Rabin–Karp String-Searching Algorithm
Finds a pattern by hashing the pattern and substrings of the text, allowing for quick comparisons and the ability to skip checking if the hash values do not match, making it especially useful for multiple pattern searches.
Manacher’s Longest Palindromic Substring Algorithm
Time: O(n)
Expand around possible centers while leveraging previously computed results to minimize redundant checks, achieving linear time complexity.
QuickSelect
Prefix Sum
Find a number of continuous subarrays/submatrices/tree paths that sum to target
Data Structures
- Fenwick Tree: Efficiently update values and calculate prefix sums in an array of values.
- Interval Tree: TODO
- Segment Tree with Lazy Propagation and Coordinate Compression: TODO
Theory
NP-Complete Problems
No polynomial-time algorithm is currently known to solve these problems optimally.
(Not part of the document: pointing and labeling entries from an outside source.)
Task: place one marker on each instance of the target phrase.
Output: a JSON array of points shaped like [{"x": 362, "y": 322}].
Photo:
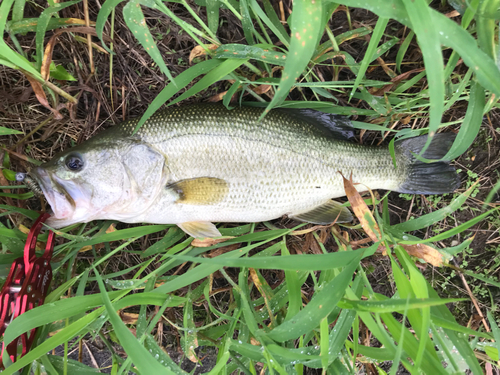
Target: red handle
[{"x": 26, "y": 287}]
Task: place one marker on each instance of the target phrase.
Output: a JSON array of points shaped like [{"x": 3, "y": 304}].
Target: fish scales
[
  {"x": 205, "y": 164},
  {"x": 275, "y": 167}
]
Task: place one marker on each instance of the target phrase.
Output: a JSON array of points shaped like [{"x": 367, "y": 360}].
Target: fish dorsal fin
[
  {"x": 200, "y": 229},
  {"x": 199, "y": 191},
  {"x": 331, "y": 125},
  {"x": 325, "y": 214}
]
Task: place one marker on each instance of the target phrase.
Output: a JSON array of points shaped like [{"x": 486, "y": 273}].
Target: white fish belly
[{"x": 264, "y": 181}]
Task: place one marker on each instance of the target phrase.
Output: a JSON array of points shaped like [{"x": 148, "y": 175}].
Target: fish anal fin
[
  {"x": 324, "y": 214},
  {"x": 200, "y": 191},
  {"x": 200, "y": 229}
]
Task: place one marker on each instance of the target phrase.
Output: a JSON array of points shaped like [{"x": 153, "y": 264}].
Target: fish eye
[{"x": 74, "y": 162}]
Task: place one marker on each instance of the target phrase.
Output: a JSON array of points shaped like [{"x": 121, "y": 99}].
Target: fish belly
[{"x": 265, "y": 180}]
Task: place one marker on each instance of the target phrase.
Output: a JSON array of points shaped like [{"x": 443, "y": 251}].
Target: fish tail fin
[{"x": 427, "y": 178}]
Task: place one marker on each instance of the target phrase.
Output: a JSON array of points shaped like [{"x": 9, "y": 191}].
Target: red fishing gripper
[{"x": 25, "y": 288}]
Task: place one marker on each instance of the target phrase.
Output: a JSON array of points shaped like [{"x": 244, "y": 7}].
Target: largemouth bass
[{"x": 200, "y": 164}]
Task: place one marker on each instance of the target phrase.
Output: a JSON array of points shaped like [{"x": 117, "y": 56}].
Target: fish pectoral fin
[
  {"x": 200, "y": 229},
  {"x": 325, "y": 214},
  {"x": 200, "y": 191}
]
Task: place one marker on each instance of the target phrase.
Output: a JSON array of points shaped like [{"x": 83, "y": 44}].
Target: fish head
[{"x": 110, "y": 179}]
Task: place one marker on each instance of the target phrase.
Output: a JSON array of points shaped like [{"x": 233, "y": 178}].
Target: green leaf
[
  {"x": 140, "y": 356},
  {"x": 278, "y": 31},
  {"x": 242, "y": 51},
  {"x": 305, "y": 29},
  {"x": 60, "y": 73},
  {"x": 43, "y": 23},
  {"x": 216, "y": 74},
  {"x": 134, "y": 18},
  {"x": 320, "y": 306},
  {"x": 427, "y": 220},
  {"x": 471, "y": 124},
  {"x": 302, "y": 262},
  {"x": 458, "y": 229},
  {"x": 449, "y": 34},
  {"x": 429, "y": 42},
  {"x": 486, "y": 27},
  {"x": 104, "y": 12},
  {"x": 213, "y": 14},
  {"x": 378, "y": 32},
  {"x": 181, "y": 81},
  {"x": 7, "y": 131}
]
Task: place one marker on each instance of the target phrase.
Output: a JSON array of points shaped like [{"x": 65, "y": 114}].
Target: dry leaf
[
  {"x": 206, "y": 242},
  {"x": 425, "y": 252},
  {"x": 361, "y": 211},
  {"x": 201, "y": 51},
  {"x": 47, "y": 56}
]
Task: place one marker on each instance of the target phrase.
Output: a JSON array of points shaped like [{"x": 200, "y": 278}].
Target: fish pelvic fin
[
  {"x": 200, "y": 229},
  {"x": 325, "y": 214},
  {"x": 428, "y": 178},
  {"x": 200, "y": 191}
]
- Hamiltonian path problem
- Knapsack problem
- Subset sum problem
- Traveling salesman problem
- Vertex cover problem
Pick’s Theorem
Determine the area of a polygon with integer vertex coordinates when given the number of integer interior (\(i\)) and boundary (\(b\)) points: \(A = i + \frac{b}{2} - 1\).
Shoelace Formula
Determine the area of a polygon with integer points.